Exploratory data analysis
Data exploration methodologies are normally the first step before proceeding with advanced statistical techniques such as inferential statistics or autonomous learning.
Exploratory data analysis or also known as EDA for its acronym in English “Exploratory data analysis” is a part of statistical mathematics that uses tools to qualitatively describe the main characteristics of the data.
Graphs and metrics are used to summarize the data of interest to draw initial conclusions about the relationships between variables and possible correlations.
Graphic techniques for data exploration
The first step when we start analyzing a new set of data is to graph the different variables to begin to understand what information we can extract from them.
Some of the basic information exploration and analysis techniques are the following:
Box plots or boxplots
Box plots or in English, boxplots, are a type of graph that allows you to see the distribution of data in the form of a box.
They represent the different quartiles of the distribution along with the mean, standard deviation and outliers. This type of graph gives us a first view of what shape the data has and how it is distributed within our dataset.
Histograms
Histograms are graphs that describe a variable using bars where their area is directly proportional to the frequency of the values in our data.
There are different types of histogram graphs, each with a specific objective to understand the data.
It is highly recommended to use this type of visualizations to understand our variables when we carry out the initial phases of data exploration and analysis.
Heat maps or heatmaps
Heat maps are a type of graph used in many sectors to analyze magnitudes of a variable according to its color. Normally, the range of colors used ranges from blue to red, with blue being the lowest values and red being the highest.

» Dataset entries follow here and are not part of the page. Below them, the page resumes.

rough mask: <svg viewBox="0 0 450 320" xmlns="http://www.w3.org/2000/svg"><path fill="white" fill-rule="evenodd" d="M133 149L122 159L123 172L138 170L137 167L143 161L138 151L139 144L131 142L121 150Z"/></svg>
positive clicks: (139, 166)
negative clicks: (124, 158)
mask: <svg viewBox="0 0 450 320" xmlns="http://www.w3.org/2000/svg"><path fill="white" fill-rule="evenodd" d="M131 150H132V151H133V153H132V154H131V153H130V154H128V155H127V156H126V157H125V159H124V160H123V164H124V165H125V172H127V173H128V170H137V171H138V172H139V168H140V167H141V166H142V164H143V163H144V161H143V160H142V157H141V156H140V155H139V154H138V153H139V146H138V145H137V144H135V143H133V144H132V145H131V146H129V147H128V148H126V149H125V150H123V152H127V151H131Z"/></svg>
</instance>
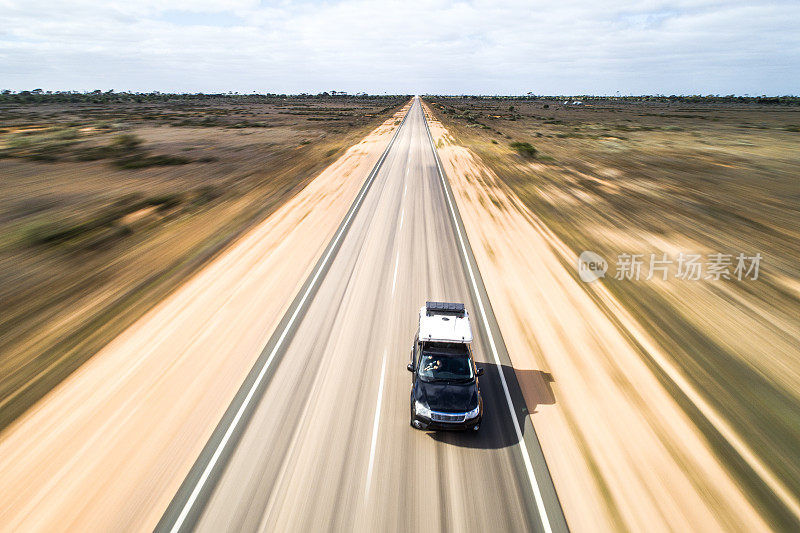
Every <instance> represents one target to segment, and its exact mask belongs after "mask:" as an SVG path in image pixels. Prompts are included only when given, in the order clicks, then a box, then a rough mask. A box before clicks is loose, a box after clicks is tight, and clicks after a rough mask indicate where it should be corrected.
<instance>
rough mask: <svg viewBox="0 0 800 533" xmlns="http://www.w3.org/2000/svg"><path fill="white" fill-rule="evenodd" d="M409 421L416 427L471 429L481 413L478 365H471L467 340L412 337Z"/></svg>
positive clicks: (480, 374)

This type of data exploration is used in many fields such as molecular biology to detect the level of expression of genes or digital marketing to know which parts of the website where users interact the most.
Scatter plots
This type of graph allows you to study the relationship between pairs of variables (x,y) through a diagram formed by a cloud of points. Thanks to this analysis we can see variables related through a direct or inverse correlation (directly proportional or inversely proportional).
When to use data exploration
The answer is always. This type of initial analysis allows us to begin drawing conclusions from our data and can guide us how to define the data analysis strategy.
Furthermore, in this step we can detect the quality of the received data set and design a good methodology to clean the data, improving its quality and improving the analysis results.
Tools for data exploration
There are many advanced tools for data analysis. They are designed to carry out business intelligence or machine learning methodologies.
However, to do an initial exploratory analysis we do not need any paid tool. We can directly use a spreadsheet such as Excel or Google Sheets.
These programs allow us to open the data and create different graphs to begin to have an idea of what the information we have received is like.
My favorite tool is the Python or R programming languages. These have different libraries aimed at data analysis. If we master either of these two languages we can create different graphics quickly and effectively.